Conversely, AEC has succeeded well in exploiting this relationship to its advantage, as we are in good dialogue with EU officials from both sectors. Recently, we have even helped to ensure that the sectors exchange experience for the common good of both sectors.

However, we should not forget that the real decision-makers are the politicians. If we want the politicians as our friends and agents of change, then we must also take an interest in their working conditions and methods.

In the EU, politicians are elected for five years at a time. It may seem like a long time, but the number of cases on a politician’s table is enormous, and there is not much time to deal with education and culture, which are in principle the competence of the Member States.

But as you know, the EU runs several large development programmes, which the AEC also greatly benefits from, and of course the EU’s efforts for transnational cooperation and exchange of students are vital for our area. So the educational and cultural areas of European politics remain important, and thus a good contact with the members of the European Parliament.

In today’s hectic media landscape, characterised by social media and increasing polarisation, it is a challenge for politicians to pursue long-term visions. Daily, they are confronted with cases that require a position to be taken, and lobbyists and interest organisations such as the AEC are becoming increasingly adept at framing their wishes and expectations.
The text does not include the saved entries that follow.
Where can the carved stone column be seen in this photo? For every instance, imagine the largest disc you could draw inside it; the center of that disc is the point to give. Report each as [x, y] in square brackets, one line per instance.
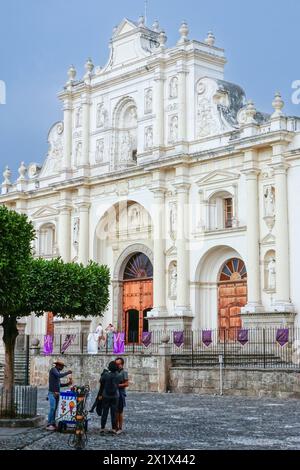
[251, 173]
[159, 131]
[182, 114]
[64, 227]
[67, 134]
[85, 129]
[83, 205]
[283, 301]
[183, 290]
[159, 274]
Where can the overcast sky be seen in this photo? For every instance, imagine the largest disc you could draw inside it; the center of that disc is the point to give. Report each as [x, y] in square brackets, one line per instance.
[39, 39]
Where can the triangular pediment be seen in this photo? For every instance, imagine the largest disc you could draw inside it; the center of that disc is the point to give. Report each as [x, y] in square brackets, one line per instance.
[268, 240]
[126, 26]
[171, 251]
[44, 212]
[218, 177]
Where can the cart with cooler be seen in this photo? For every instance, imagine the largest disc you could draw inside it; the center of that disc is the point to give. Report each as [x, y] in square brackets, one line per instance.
[73, 415]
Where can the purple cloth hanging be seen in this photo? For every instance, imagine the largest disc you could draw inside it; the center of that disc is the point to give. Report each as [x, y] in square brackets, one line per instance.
[282, 336]
[243, 337]
[207, 338]
[48, 345]
[147, 339]
[119, 343]
[67, 343]
[178, 338]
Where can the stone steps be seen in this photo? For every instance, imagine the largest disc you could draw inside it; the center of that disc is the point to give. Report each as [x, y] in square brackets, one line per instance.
[234, 360]
[20, 368]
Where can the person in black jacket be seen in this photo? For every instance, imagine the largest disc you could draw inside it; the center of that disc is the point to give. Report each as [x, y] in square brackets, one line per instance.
[55, 375]
[109, 391]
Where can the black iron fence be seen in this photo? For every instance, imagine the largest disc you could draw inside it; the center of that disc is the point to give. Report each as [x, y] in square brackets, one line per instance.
[255, 347]
[21, 402]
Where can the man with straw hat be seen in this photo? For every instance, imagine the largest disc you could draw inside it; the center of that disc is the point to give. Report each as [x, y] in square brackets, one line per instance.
[55, 375]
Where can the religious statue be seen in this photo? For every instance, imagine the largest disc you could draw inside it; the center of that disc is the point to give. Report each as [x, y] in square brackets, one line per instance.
[272, 274]
[173, 281]
[148, 138]
[78, 117]
[173, 221]
[174, 129]
[102, 116]
[76, 231]
[174, 87]
[78, 153]
[126, 149]
[270, 202]
[148, 101]
[99, 150]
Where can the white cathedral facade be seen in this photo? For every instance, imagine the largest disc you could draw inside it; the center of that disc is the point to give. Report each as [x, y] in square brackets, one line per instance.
[166, 173]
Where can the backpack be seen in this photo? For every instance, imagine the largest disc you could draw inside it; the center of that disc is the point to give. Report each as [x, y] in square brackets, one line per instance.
[111, 385]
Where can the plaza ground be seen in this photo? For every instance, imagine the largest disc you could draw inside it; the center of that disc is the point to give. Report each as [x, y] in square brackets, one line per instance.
[181, 422]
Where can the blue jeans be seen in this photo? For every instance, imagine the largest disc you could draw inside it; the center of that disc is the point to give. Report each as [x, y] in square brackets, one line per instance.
[53, 402]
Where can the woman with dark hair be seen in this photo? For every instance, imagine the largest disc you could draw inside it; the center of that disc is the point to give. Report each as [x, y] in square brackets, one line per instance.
[109, 391]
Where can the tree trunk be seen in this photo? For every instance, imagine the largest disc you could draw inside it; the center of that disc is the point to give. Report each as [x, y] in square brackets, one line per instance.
[10, 334]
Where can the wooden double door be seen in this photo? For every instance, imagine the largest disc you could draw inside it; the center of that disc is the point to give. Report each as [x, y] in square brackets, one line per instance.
[137, 302]
[232, 298]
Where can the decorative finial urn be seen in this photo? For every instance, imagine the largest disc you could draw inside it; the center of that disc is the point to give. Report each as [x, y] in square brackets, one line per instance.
[250, 112]
[184, 33]
[155, 26]
[22, 172]
[278, 105]
[141, 22]
[162, 38]
[72, 74]
[7, 176]
[210, 40]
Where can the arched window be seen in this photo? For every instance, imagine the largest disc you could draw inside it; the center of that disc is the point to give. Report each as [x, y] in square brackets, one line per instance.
[47, 240]
[234, 270]
[138, 267]
[221, 211]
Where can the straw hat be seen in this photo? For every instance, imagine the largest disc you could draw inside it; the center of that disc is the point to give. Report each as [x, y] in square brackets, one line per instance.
[60, 362]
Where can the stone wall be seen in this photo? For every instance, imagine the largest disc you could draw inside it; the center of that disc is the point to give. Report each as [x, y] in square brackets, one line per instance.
[143, 370]
[240, 382]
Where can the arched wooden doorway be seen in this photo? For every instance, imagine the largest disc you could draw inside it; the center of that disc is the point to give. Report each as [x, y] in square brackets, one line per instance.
[137, 296]
[232, 297]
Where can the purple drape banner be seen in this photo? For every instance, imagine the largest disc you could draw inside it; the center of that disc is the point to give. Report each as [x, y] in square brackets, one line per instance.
[243, 337]
[48, 345]
[147, 339]
[178, 338]
[67, 343]
[207, 338]
[119, 343]
[282, 336]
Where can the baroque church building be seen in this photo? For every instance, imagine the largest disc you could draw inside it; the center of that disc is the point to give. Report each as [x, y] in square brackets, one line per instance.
[166, 173]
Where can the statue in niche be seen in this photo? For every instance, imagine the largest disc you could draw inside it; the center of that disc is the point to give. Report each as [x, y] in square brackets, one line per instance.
[174, 88]
[174, 129]
[148, 138]
[78, 117]
[270, 202]
[78, 153]
[173, 221]
[173, 281]
[76, 231]
[148, 101]
[272, 274]
[126, 148]
[99, 150]
[102, 116]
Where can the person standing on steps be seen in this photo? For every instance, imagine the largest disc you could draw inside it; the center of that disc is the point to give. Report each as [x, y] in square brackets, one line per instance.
[124, 383]
[55, 375]
[109, 394]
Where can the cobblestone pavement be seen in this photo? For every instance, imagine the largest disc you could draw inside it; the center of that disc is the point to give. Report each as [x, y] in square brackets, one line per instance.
[182, 422]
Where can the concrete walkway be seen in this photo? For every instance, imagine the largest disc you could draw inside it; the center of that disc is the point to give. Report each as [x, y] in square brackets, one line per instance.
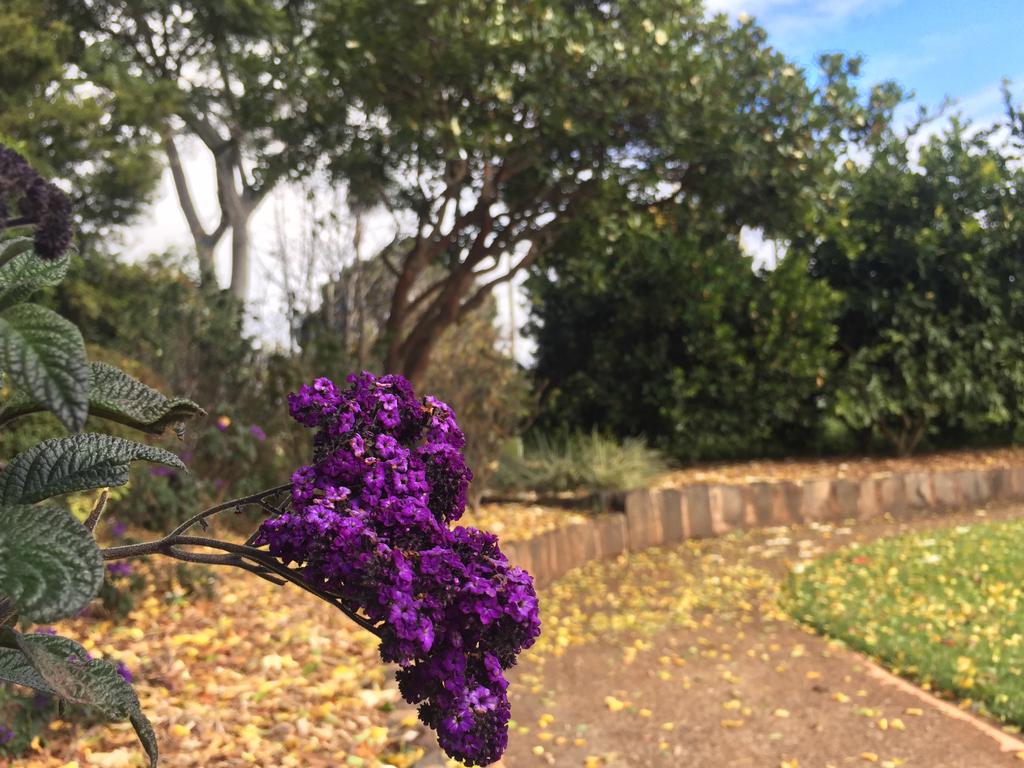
[681, 657]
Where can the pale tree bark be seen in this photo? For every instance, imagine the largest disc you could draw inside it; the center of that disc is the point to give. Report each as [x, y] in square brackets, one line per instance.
[238, 199]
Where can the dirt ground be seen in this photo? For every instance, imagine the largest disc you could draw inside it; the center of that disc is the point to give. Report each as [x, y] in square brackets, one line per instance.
[747, 688]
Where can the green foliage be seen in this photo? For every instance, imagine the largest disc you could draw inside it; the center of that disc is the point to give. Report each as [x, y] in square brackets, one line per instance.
[488, 390]
[645, 329]
[70, 673]
[81, 462]
[529, 109]
[25, 274]
[76, 133]
[50, 565]
[940, 606]
[590, 463]
[928, 330]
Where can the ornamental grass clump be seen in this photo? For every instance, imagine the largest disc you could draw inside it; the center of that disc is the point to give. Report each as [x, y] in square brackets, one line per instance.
[370, 523]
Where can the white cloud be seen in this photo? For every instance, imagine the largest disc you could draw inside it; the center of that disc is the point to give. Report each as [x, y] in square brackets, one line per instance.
[788, 17]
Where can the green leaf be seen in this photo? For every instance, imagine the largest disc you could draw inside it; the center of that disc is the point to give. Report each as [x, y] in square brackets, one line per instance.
[66, 667]
[8, 612]
[116, 395]
[64, 465]
[26, 272]
[15, 668]
[44, 355]
[49, 562]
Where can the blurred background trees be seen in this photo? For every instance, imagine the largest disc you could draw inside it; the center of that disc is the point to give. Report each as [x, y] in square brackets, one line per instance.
[617, 155]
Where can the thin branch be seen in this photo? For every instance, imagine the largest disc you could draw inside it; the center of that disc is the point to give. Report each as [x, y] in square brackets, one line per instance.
[97, 510]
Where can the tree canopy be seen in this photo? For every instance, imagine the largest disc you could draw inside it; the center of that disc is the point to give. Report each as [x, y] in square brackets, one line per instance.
[643, 330]
[499, 122]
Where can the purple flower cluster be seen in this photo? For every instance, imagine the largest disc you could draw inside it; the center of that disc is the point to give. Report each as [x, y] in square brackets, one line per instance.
[38, 201]
[369, 523]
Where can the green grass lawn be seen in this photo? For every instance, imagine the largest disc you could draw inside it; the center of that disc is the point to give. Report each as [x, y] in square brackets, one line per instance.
[943, 607]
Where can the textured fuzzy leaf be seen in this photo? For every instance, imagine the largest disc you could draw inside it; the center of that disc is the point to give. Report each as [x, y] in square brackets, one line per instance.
[15, 668]
[81, 462]
[116, 395]
[44, 355]
[26, 273]
[49, 563]
[66, 667]
[8, 612]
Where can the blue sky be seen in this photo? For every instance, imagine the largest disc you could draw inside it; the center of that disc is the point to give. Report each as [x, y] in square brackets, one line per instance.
[937, 48]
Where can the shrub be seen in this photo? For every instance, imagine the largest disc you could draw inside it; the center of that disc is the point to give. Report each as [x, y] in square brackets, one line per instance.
[588, 463]
[643, 329]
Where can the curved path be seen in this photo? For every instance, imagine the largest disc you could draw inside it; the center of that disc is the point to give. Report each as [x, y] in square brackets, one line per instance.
[680, 657]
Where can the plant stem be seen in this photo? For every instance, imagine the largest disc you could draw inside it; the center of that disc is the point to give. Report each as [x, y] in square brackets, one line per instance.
[244, 556]
[233, 503]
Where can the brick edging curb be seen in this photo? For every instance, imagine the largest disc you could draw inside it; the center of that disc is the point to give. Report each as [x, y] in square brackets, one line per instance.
[665, 516]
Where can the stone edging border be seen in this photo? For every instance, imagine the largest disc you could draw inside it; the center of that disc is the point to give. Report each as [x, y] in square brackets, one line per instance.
[665, 516]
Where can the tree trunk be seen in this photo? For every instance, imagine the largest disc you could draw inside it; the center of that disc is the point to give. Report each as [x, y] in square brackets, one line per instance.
[240, 257]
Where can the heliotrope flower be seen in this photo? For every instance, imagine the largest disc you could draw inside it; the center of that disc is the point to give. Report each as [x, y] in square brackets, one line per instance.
[37, 202]
[370, 523]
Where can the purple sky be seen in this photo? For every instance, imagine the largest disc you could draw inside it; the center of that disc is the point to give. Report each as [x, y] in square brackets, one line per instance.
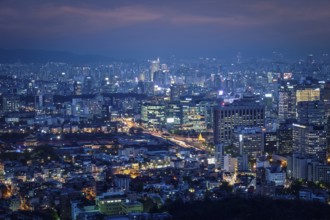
[187, 28]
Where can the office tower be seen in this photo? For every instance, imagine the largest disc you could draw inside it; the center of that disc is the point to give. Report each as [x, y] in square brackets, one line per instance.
[284, 135]
[307, 92]
[153, 115]
[246, 112]
[326, 98]
[309, 139]
[77, 86]
[219, 156]
[160, 78]
[287, 101]
[10, 103]
[106, 113]
[248, 141]
[310, 113]
[269, 142]
[154, 67]
[146, 87]
[88, 85]
[177, 90]
[297, 166]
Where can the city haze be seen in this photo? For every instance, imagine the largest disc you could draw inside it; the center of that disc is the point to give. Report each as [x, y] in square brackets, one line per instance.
[144, 29]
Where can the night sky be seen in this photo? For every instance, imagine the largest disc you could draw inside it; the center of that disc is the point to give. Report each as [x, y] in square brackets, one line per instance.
[186, 28]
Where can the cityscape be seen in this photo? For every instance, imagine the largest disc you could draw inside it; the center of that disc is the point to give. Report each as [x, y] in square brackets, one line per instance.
[126, 121]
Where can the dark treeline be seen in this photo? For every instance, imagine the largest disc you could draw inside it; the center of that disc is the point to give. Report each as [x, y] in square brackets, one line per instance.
[252, 208]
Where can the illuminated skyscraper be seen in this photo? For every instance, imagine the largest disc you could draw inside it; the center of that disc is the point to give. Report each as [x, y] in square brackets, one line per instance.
[287, 101]
[246, 112]
[154, 67]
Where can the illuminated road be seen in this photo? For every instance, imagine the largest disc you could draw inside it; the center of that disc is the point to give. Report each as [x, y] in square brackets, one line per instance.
[178, 140]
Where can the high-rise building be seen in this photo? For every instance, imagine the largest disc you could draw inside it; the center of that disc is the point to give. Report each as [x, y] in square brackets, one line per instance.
[284, 135]
[309, 139]
[269, 142]
[177, 90]
[307, 93]
[10, 103]
[154, 67]
[311, 112]
[326, 98]
[287, 101]
[246, 112]
[248, 141]
[77, 86]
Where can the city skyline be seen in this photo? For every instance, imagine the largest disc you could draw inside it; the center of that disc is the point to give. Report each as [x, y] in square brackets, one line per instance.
[144, 29]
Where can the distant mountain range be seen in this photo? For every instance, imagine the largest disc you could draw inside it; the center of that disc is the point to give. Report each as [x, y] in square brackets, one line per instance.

As a part of the ARTEMIS project the AEC Advocacy Task Force has been tasked with preparing an Advocacy Tool Kit for its member institutions enabling them to strengthen advocacy and lobbying at the national, regional and local level. If we are to succeed in fostering the value of music and music education in society, we will need to work together at several levels and the new toolkit will help us synchronize our efforts.

This year brings a special situation where the politicians must be re-elected, and many have already reduced their presence in Brussels to devote themselves to the election campaign in their respective home countries. This also means that after the elections to the EU parliament, we will have to welcome a number of new politicians.

AEC is in dialogue with the European Commission Directorate-General for Education Youth Sport and Culture to contribute to the introductory program that the Directorate is preparing for the new politicians.

The AEC sends a clear call to all its members: help ensure that as many as possible make use of their right to vote in the elections to the European Parliament. It strengthens the parliament as an institution and thus also its decisions, which the AEC, to the best of its ability and together with its partners, will ensure that they benefit European music life and artistic education.